Maria adalah gadis muda dari desa Nasaret. Gabriel mendapat tugas untuk menyampaikan pesan Allah:”Jangan takut, hai Maria, sebab engkau beroleh kasih karunia di hadapan Allah” (ay. 30).  Meskipun masih muda, tapi Maria mengenal bahwa Gabriel adalah utusan dari Allah yang Mahatinggi.

Dalam menanggapi panggilan dari Allah, Maria menempatkan diri sebagai “hamba.” Seorang hamba atau lebih tepatnya disebut budak, tidak akan pernah menolak perintah Allah. Sekalipun Allah tidak akan memaksa, namun Maria menyadari bahwa posisinya hanyalah hamba di hadapan Tuhan. Maka Maria menerima tugas tersebut dengan penuh ketaatan meski konsekuensinya tidak ringan. Dia akan mendapatkan cemoohan orang lain karena mengandung sebelum menikah.

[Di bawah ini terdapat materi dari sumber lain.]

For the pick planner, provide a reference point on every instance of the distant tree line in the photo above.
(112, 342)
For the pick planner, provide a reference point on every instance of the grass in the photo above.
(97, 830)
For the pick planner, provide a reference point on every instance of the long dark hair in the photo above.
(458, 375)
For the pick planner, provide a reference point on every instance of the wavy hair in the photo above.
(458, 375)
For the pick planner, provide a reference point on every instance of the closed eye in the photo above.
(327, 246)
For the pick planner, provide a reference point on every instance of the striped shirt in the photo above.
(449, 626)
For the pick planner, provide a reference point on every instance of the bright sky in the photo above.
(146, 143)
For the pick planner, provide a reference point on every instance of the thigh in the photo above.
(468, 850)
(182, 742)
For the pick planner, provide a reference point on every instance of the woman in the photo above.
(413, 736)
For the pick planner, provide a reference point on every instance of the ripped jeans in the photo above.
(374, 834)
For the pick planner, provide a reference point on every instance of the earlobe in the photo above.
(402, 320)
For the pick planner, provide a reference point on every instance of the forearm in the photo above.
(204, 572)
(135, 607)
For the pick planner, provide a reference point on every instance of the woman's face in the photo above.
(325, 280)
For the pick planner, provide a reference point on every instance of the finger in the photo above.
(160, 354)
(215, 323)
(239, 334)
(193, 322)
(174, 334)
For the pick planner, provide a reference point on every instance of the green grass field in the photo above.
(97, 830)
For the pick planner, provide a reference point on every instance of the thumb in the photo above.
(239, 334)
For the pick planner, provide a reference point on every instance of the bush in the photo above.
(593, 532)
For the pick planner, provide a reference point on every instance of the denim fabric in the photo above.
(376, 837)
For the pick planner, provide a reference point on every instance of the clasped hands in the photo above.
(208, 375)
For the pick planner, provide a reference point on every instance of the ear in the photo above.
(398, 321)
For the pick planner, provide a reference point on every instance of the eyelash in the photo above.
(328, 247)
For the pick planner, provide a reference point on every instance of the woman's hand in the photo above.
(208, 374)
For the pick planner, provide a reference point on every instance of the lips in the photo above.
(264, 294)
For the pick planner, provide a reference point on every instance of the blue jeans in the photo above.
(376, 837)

Yang menarik adalah pertanyaan Maria sebelum menyanggupi tugas itu. Dia tidak bertanya, “Bagaimana jika aku dicemooh oleh masyarakat?” Akan tetapi Maria bertanya, “Bagaimana hal itu mungkin terjadi, karena aku belum bersuami?” ( ay. 34). Maria menanyakan lebih detil dari rencana Allah terhadap diri-Nya.

Kita adalah umat tebusan yang sudah dibayar lunas oleh Yesus. Kita sekarang menjadi hamba yang mengabdi kepada Yesus. Saat Tuhan Yesus memberi tugas kepada Anda, bagaimana Anda bertanya kepada-Nya? Apakah menanyakan untung-rugi dari tugas itu? Atau menanyakan rencana yang lebih detil? Sesungguhnya kita ini hanya hamba, atau lebih tepatnya, budak di hadapan Allah [Purnawan]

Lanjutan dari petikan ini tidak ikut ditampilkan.